RAID 10 Failed Drive Swap

I am new to the AIX operating system and am seeking out some advice. We recently have had a drive go bad on our AIX server that is in a RAID 10 array. We have a replacement on the way. I was wondering what the correct steps are to swap out this drive. Does the server need to be powered off? Or can I hot swap?

I found some instruction through the diag command were I can perform a hot plug task and remove the drive from the array.

Attached is a screenshot from the "diag" command with Disk Array Configuration being shown. pdisk6 is the affected disk.

First off, welcome to the AIX board.

Having said this, it might help to describe your hardware a bit more in detail. The more detail you give the better the offered solutions will be.

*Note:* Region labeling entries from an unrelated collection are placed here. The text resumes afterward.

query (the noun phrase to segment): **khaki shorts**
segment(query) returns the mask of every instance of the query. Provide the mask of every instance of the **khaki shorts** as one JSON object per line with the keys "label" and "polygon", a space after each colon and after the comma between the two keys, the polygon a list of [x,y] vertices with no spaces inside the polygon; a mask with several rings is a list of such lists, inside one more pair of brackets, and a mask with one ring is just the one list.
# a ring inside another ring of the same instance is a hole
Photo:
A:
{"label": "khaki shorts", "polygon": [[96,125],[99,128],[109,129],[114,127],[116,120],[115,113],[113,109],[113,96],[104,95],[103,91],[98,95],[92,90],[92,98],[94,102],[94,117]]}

In general (but this will depend on your hardware, so take this cum grano salis) it will not be necessary to power off or even unmount filesystems involved. AIX' LVM and IBMs RAID driver can handle practically all the necessary tasks while the storage is in use. I wouldn't start the biggest database import available while recovering from disk failures but that's about it.

I have not used RAID arrays for probably 10 years now, so i can only draw on some remote memory, but IBMs arrays always included hot-standby-disks. A failed disk is immediately swapped with the standby and you take the former out and bring in a new standby disk in when recovering the array.

I hope this helps.

bakunin

1 Like

Thank you for the welcome and yes your post does shed light on what I was thinking along the lines of with regards to the hot-swap.

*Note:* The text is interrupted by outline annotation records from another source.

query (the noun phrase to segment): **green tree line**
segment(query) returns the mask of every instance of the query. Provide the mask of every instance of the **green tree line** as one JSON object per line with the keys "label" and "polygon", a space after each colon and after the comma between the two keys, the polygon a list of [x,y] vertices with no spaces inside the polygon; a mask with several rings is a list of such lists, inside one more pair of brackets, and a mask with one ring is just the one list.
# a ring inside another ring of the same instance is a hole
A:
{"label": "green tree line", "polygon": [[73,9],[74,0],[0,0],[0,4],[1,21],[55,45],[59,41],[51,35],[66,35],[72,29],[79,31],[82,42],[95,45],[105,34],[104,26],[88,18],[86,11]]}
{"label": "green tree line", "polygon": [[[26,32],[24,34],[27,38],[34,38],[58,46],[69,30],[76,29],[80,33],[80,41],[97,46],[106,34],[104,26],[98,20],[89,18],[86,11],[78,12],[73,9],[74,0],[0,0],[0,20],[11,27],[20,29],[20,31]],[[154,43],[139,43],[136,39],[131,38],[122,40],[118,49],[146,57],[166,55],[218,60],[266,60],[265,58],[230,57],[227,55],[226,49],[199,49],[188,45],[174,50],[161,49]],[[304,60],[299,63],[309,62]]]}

I am out of office and forgot to grab the exact model number but the system is an older IBM TotalStorage unit. Attached is a picture I have found that looks somewhat like the unit we have in place minus the model number.

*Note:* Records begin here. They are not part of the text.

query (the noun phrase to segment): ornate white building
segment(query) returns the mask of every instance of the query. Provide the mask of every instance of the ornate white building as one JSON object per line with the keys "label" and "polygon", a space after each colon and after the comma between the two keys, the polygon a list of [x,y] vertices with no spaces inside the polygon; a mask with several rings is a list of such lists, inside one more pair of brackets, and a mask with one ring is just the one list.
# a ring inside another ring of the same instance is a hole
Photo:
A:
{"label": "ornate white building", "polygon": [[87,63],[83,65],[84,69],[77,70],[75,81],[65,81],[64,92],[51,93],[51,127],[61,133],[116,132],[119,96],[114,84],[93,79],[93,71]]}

I do appreciate the help and response and I am sorry for the limited information I have; I am new to the field but that is no excuse.

Attached also a low quality photo I took awhile ago I found on my phone. The arrow is pointing to the affected SCSI drive. The drives are all IBM Ultra 320 36GB at 10K RPM.

Just going to follow up with what I did in hopes it helps someone else who has this issue arise.

Use diag command to check array and find failed disk(s).

# diag
---> Task Selection
---> RAID Array Manager
---> PCI-X SCSI Disk Array Manager
---> List PCI-X SCSI Disk Array Configuration
---> sisioa1 Available 06-08 PCI-X Dual Channel U320 SCSI RAID

Activate the LED indicator of the physical disk to locate it on the rack.

# diag
---> Task Selection
---> Hot Plug Task
---> SCSI and SCSI RAID Hot Plug Manager
---> Replace/Remove a Device Attached to an SCSI Hot Swap Enclosure
---> select failed disk here(pdisk#)

A message will appear in regards to an LED and Remove state. Find the physical drive that is now flashing amber from its LED and remove it from the array. After you remove the failed physical drive, replace it with the new unit.
Hit Enter on that message screen to remove that slot from the "remove state".

# diag
---> Task Selection
---> Hot Plug Task
---> SCSI and SCSI RAID Hot Plug Manager
---> Configure Added/Replaced Devices

# diag
---> Task Selection
---> Log Repair Action (Select affected disk)

Rebuild the array

# diag
---> Task Selection
---> RAID Array Manager
---> PCI-X SCSI Disk Array Manager
---> Reconstruct a PCI-X SCSI Disk Array

2 Likes

Thanks for your contribution, appreciated

1 Like

Thank you for sharing the solution. This is the spirit!

bakunin

1 Like